Description
Fresh pesto and feta make for a bright dinner. With added chicken sausage, this meal is sure to satisfy hunger. Try using chickpeas for a vegetarian option.
Ingredients
Scale
- 10–12 oz fusilli pasta, or pasta of your choice
- 4 links chicken sausage (I used roasted garlic chicken sausage)
- 1/2 cup crumbled feta cheese
For the almond-parsley pesto:
- 1 cup slivered almonds
- 2 cups parsley leaves, loosely packed
- 1/4 cup Parmesan cheese
- zest of 1 lemon
- 1/2 tsp salt
- juice of 1/2 lemon
- 1/4 cup olive oil
Instructions
- Bring large pot of water to boil.
- Add pasta and 1 tbsp salt and cook according to package.
- Once cooked, save 1/2 cup of pasta water and drain the pasta.
- While pasta is cooking, cook the chicken sausages in separate skillet over medium-high heat, according to package, until cooked. Mine took about 8 minutes.
- While pasta and sausage are cooking, you can also make the pesto.
- Make the pesto by adding almonds, parsley, Parmesan cheese, lemon zest, and salt to food processor.
- Pulse until very finely chopped.
- Add lemon juice and olive oil and pulse until well combined.

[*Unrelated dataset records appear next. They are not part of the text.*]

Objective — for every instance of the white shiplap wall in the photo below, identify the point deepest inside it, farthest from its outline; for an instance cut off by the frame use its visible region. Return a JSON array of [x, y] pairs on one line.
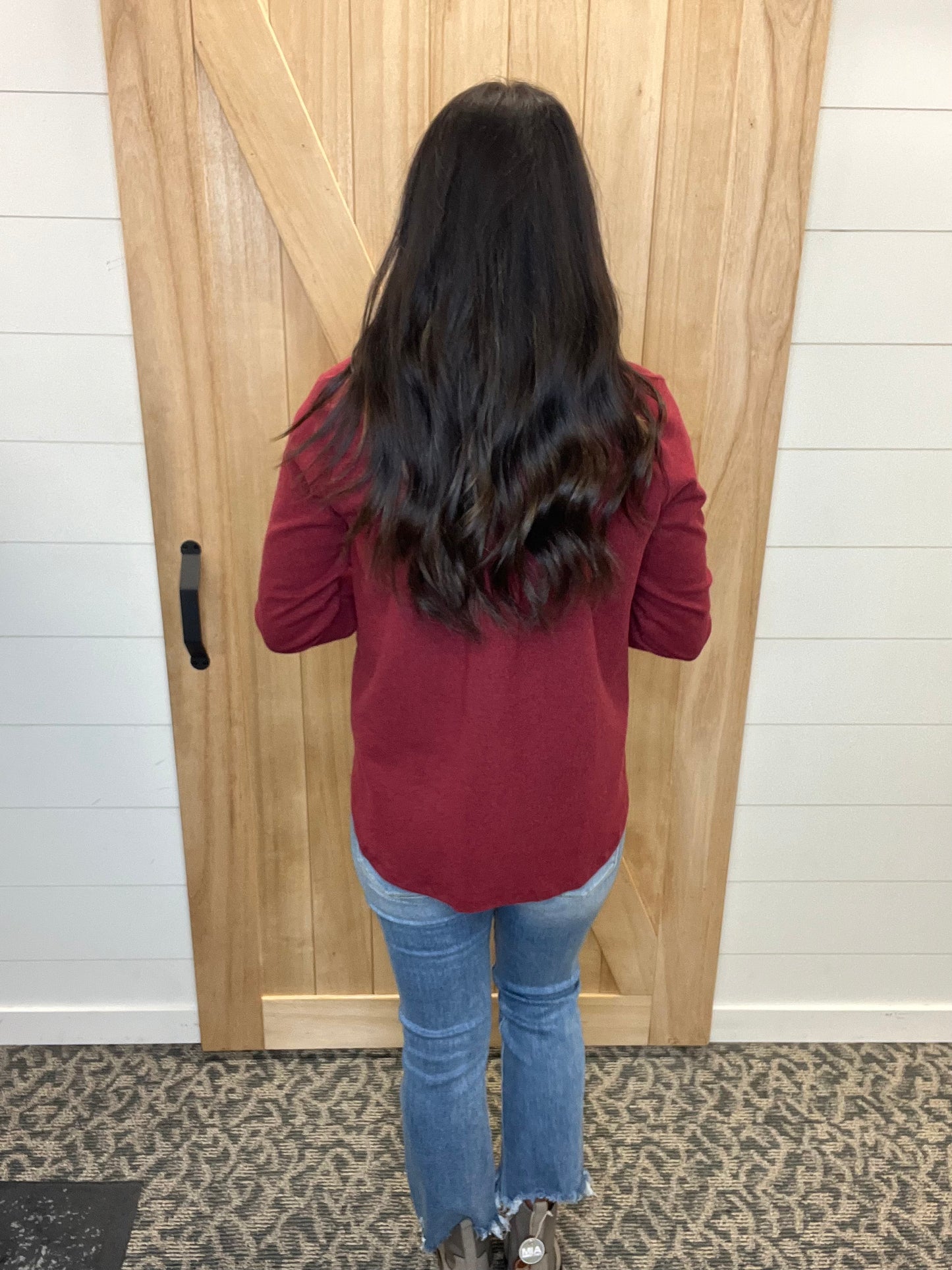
[[841, 884], [94, 939], [838, 920]]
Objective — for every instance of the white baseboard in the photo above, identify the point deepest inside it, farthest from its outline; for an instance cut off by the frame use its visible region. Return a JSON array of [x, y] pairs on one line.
[[116, 1025], [738, 1024], [834, 1023]]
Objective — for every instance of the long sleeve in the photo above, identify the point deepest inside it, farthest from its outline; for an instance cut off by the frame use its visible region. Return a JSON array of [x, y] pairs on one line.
[[671, 612], [305, 591]]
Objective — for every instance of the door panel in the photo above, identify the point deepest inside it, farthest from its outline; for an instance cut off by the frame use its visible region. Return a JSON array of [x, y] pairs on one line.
[[260, 174]]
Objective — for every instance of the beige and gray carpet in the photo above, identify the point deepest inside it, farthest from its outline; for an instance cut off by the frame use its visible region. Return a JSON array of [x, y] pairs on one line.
[[791, 1157]]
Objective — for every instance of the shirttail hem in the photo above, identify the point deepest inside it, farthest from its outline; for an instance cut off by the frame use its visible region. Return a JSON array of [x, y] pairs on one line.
[[509, 1207]]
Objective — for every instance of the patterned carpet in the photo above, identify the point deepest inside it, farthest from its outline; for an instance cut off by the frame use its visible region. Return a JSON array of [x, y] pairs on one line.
[[796, 1157]]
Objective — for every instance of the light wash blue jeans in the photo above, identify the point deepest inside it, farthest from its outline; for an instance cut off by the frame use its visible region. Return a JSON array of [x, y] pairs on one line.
[[442, 968]]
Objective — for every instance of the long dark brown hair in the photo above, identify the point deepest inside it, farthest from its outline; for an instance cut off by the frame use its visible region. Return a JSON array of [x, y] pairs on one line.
[[486, 408]]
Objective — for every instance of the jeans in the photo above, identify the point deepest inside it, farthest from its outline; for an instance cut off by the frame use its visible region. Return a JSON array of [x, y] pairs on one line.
[[441, 962]]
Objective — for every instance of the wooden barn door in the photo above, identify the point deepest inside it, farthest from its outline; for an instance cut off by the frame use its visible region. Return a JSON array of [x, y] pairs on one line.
[[260, 153]]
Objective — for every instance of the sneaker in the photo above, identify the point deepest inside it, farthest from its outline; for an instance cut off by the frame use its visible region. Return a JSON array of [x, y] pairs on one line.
[[531, 1240], [461, 1250]]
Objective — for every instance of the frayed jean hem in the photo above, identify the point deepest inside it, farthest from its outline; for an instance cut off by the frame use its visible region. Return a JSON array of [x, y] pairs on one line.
[[498, 1227], [508, 1207]]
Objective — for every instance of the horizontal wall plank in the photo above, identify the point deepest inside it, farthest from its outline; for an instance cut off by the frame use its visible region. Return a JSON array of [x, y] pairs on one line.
[[140, 985], [84, 681], [63, 276], [868, 397], [56, 156], [90, 922], [69, 388], [109, 1026], [835, 917], [856, 593], [86, 767], [831, 979], [76, 493], [79, 589], [842, 765], [851, 681], [90, 848], [52, 46], [810, 844], [845, 1025], [890, 55], [882, 171], [862, 498], [875, 289]]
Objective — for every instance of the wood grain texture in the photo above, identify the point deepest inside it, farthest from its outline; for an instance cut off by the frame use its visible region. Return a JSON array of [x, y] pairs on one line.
[[779, 72], [468, 43], [153, 97], [290, 164], [248, 333], [391, 108], [371, 1022], [691, 198], [315, 41], [626, 935], [626, 53], [549, 46]]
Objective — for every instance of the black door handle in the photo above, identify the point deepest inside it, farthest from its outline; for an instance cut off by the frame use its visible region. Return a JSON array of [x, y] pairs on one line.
[[190, 577]]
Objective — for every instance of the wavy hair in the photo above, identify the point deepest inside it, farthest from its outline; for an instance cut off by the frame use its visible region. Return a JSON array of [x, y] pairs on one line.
[[486, 409]]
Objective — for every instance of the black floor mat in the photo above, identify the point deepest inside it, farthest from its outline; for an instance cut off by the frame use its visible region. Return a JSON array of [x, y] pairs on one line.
[[67, 1226]]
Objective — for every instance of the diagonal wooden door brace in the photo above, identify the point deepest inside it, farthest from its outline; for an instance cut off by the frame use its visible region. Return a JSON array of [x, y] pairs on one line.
[[287, 160]]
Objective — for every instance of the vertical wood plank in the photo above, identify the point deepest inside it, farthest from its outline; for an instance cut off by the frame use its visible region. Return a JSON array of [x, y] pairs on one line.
[[248, 326], [391, 108], [263, 104], [626, 51], [549, 45], [468, 43], [315, 40], [779, 72], [153, 98], [693, 168]]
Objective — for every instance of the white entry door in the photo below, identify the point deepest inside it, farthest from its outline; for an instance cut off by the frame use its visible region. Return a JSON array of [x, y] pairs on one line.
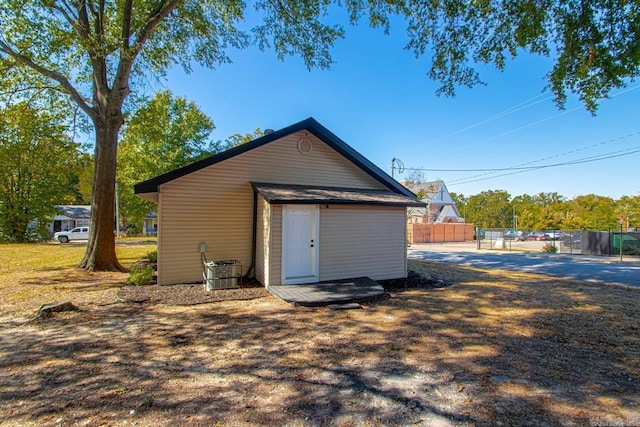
[[299, 244]]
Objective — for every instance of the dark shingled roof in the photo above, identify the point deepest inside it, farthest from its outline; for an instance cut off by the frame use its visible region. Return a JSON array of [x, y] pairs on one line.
[[304, 194], [310, 125]]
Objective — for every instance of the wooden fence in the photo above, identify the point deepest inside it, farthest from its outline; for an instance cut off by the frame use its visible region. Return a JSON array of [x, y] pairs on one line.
[[435, 233]]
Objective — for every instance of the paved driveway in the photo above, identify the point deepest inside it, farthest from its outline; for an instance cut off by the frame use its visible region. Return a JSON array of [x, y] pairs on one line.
[[606, 270]]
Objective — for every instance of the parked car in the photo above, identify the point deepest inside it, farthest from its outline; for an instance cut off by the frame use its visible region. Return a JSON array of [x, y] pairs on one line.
[[553, 235], [514, 235], [536, 235], [78, 233]]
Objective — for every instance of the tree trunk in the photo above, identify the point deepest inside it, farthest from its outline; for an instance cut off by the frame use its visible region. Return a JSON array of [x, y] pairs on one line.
[[101, 248]]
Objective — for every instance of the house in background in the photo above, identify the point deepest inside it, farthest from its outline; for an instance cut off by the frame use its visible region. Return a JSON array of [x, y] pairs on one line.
[[295, 206], [69, 217], [440, 220], [440, 206]]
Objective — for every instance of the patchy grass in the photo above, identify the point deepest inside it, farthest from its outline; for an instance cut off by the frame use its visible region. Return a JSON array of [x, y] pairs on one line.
[[493, 348], [34, 274]]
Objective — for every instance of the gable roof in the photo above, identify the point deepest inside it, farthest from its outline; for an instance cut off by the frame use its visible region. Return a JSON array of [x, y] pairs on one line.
[[310, 125], [309, 194]]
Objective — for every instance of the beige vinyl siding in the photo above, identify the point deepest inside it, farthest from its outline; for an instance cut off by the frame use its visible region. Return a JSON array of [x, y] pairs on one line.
[[276, 246], [360, 241], [215, 205], [263, 239]]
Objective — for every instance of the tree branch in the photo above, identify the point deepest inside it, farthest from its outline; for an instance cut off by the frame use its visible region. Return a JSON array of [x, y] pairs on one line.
[[53, 75], [126, 24], [159, 13]]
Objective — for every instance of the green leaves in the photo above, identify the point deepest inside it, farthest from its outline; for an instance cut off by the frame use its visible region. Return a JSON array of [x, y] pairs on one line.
[[165, 133], [37, 160]]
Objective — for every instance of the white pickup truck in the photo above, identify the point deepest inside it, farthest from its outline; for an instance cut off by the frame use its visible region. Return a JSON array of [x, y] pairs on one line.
[[78, 233]]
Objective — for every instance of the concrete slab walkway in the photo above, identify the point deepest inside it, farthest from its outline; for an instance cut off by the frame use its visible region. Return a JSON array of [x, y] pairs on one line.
[[333, 292]]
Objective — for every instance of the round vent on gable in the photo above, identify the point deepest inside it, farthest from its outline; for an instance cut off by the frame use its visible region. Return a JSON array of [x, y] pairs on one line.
[[305, 146]]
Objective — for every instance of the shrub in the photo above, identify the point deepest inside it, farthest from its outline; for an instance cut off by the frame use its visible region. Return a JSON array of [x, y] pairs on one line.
[[140, 275], [152, 256]]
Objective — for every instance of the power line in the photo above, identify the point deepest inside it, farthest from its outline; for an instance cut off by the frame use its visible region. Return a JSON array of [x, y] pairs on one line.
[[525, 126], [523, 166], [521, 106], [477, 178]]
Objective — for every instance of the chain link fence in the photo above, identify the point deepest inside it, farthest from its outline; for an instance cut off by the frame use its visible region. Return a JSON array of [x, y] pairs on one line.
[[610, 243]]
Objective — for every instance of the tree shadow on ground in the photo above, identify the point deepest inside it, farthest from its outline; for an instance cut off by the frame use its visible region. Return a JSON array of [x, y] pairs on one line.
[[524, 351]]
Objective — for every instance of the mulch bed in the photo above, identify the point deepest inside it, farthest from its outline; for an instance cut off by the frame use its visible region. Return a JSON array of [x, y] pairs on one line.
[[189, 294], [192, 294]]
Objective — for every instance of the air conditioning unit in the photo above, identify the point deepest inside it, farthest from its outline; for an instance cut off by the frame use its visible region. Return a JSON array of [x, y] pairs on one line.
[[222, 274]]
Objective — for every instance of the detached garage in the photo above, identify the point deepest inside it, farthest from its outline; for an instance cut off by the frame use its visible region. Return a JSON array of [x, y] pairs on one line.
[[295, 206]]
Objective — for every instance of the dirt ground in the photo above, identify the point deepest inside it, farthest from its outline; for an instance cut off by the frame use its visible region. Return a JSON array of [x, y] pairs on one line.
[[489, 348]]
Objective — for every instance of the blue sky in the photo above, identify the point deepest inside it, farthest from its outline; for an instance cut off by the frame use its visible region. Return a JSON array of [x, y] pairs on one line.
[[378, 98]]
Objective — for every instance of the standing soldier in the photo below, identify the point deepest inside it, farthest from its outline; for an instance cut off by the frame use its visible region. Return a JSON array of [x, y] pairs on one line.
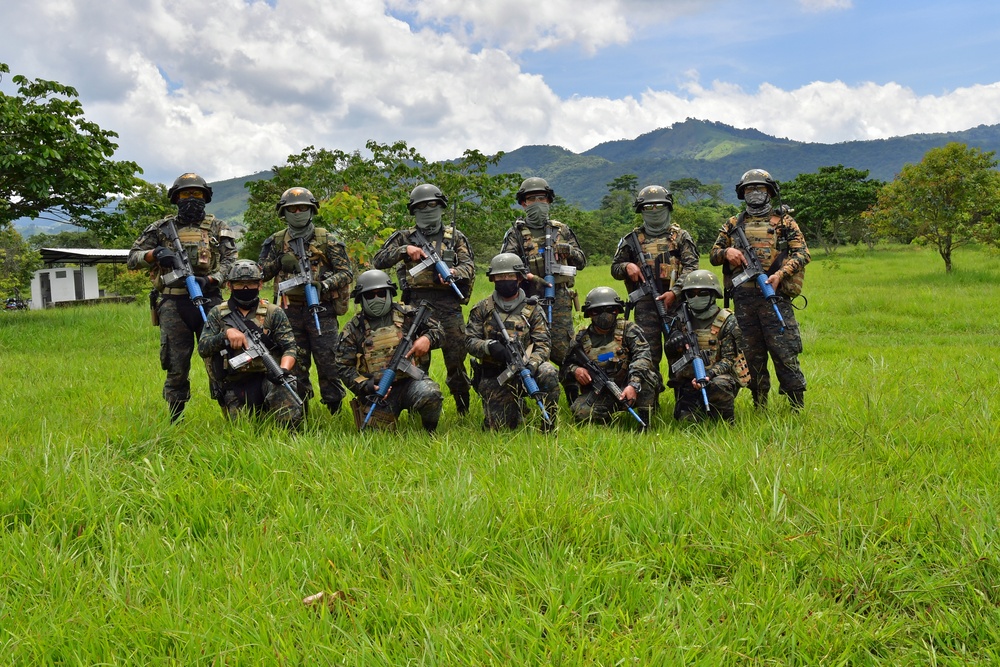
[[318, 260], [669, 253], [367, 346], [532, 239], [411, 250], [209, 250], [782, 253], [525, 325], [617, 347], [251, 387]]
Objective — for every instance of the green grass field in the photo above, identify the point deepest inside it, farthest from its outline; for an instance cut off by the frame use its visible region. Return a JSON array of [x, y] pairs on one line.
[[863, 531]]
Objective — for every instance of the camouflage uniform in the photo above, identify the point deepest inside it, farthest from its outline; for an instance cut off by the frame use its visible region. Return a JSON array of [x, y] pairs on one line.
[[247, 389], [631, 363], [331, 269], [211, 249], [672, 257], [502, 404], [455, 251], [779, 244], [363, 353]]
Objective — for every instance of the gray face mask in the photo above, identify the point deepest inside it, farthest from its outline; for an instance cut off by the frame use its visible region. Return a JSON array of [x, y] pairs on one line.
[[428, 220], [537, 214], [656, 222]]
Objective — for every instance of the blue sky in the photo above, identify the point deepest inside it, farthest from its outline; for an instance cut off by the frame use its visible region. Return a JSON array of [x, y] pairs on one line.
[[231, 87]]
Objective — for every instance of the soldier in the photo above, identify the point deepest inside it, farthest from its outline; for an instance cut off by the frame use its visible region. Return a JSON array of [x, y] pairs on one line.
[[528, 238], [781, 248], [211, 250], [720, 344], [523, 319], [369, 341], [670, 253], [618, 347], [248, 387], [426, 205], [329, 273]]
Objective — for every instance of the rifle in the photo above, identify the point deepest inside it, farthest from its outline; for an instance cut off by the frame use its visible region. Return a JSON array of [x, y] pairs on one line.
[[518, 359], [601, 380], [184, 272], [754, 270], [303, 277], [552, 268], [692, 354], [433, 259], [648, 285], [257, 349], [399, 363]]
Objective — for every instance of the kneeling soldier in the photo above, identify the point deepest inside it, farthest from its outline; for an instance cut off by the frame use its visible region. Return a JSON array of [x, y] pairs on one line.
[[616, 349], [367, 347], [238, 340]]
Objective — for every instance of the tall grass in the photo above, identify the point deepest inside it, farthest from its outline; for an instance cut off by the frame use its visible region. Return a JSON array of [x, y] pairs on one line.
[[861, 532]]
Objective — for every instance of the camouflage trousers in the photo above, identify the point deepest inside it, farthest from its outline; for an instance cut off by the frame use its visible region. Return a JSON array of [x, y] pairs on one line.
[[762, 336], [180, 328], [245, 394], [502, 404], [319, 348]]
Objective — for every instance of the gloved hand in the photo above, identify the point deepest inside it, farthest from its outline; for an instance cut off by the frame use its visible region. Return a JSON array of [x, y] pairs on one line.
[[289, 263]]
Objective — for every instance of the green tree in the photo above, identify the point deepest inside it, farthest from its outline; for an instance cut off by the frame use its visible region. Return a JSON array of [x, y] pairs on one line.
[[52, 160], [830, 203], [948, 199]]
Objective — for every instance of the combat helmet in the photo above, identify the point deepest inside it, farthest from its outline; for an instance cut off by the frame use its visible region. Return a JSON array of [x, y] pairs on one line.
[[534, 184], [757, 177], [506, 262], [602, 297], [426, 192], [296, 197], [701, 279], [653, 194], [245, 270], [189, 180], [372, 280]]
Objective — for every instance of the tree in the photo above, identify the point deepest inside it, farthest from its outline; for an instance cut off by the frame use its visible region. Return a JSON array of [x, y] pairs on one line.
[[52, 160], [948, 199], [829, 204]]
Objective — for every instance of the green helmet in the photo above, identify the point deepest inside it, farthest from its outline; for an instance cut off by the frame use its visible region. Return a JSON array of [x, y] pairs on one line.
[[245, 270], [757, 177], [601, 297], [296, 197], [425, 192], [506, 262], [534, 184], [653, 194], [701, 279], [189, 180], [372, 280]]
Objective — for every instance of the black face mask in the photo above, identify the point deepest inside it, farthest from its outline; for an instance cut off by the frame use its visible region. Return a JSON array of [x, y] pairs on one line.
[[245, 298], [191, 210], [506, 288]]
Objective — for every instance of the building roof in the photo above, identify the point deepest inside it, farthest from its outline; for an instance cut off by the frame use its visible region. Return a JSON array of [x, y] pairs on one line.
[[83, 256]]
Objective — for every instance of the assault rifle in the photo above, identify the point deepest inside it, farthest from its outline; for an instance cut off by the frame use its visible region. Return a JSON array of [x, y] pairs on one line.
[[399, 363], [257, 349], [182, 270], [516, 365], [754, 270], [601, 380], [552, 269], [647, 287], [692, 354], [304, 278], [433, 259]]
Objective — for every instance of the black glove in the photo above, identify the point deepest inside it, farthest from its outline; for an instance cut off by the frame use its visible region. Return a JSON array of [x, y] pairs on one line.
[[165, 257]]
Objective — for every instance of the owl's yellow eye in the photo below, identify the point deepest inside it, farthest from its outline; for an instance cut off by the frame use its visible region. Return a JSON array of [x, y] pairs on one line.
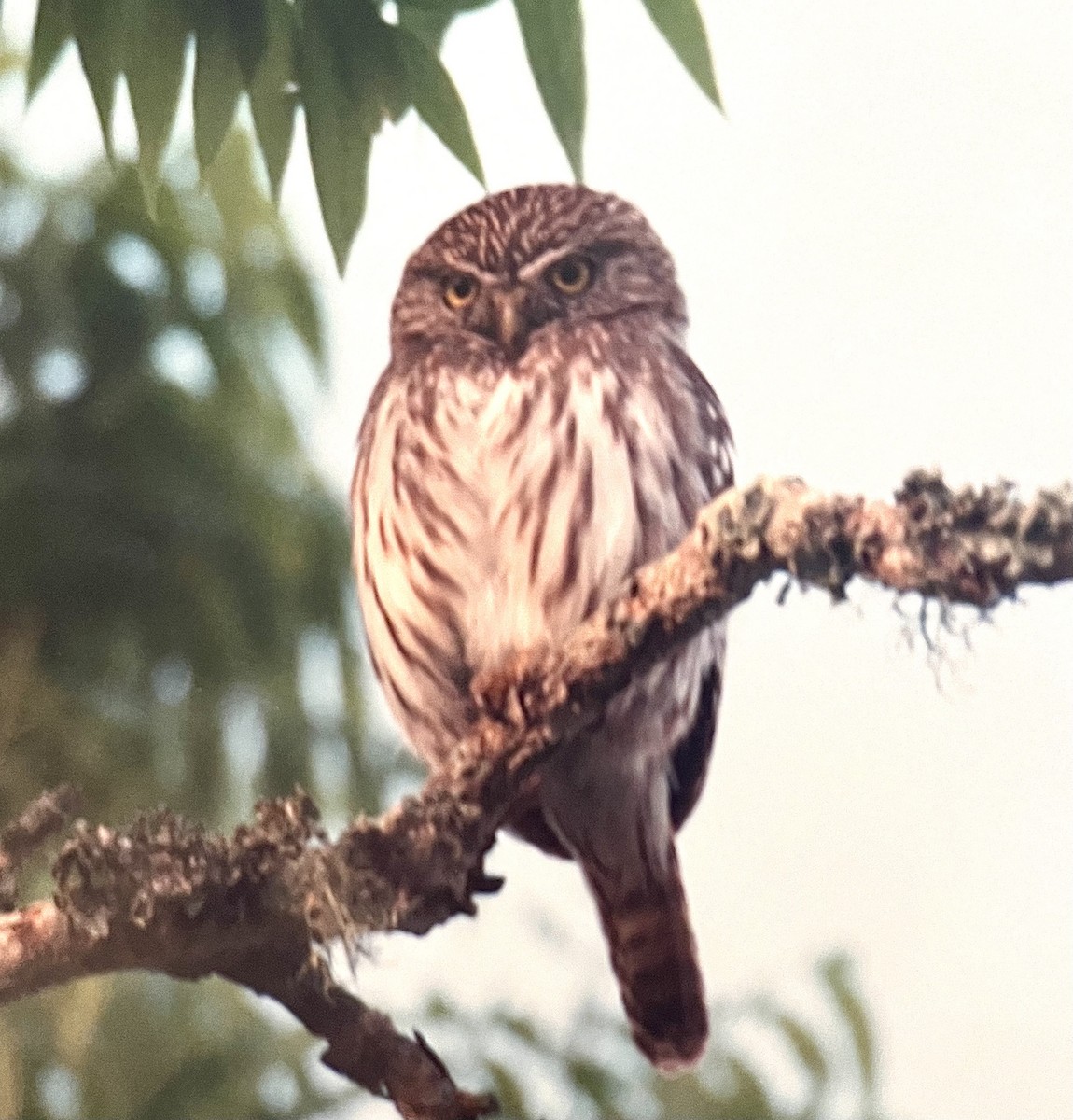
[[573, 274], [459, 291]]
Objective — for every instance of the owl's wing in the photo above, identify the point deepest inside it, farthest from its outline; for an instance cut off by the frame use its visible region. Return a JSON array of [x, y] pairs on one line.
[[691, 755]]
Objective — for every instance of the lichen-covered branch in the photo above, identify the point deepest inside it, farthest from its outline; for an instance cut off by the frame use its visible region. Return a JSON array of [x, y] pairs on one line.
[[260, 906]]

You may have to scrape down the edges a couple of times to make sure the olive oil is evenly distributed.
- Once pasta and sausage are cooked, combine them in large pot.
- Add 1/3-1/2 cup of pesto and 2 tbsp of pasta water.
- Stir to combine well. Add more pasta water, 1 tablespoon at a time, as needed. I added about 1/4 cup total just to moisten it a bit.
- Serve into pasta bowls and top with crumbled feta.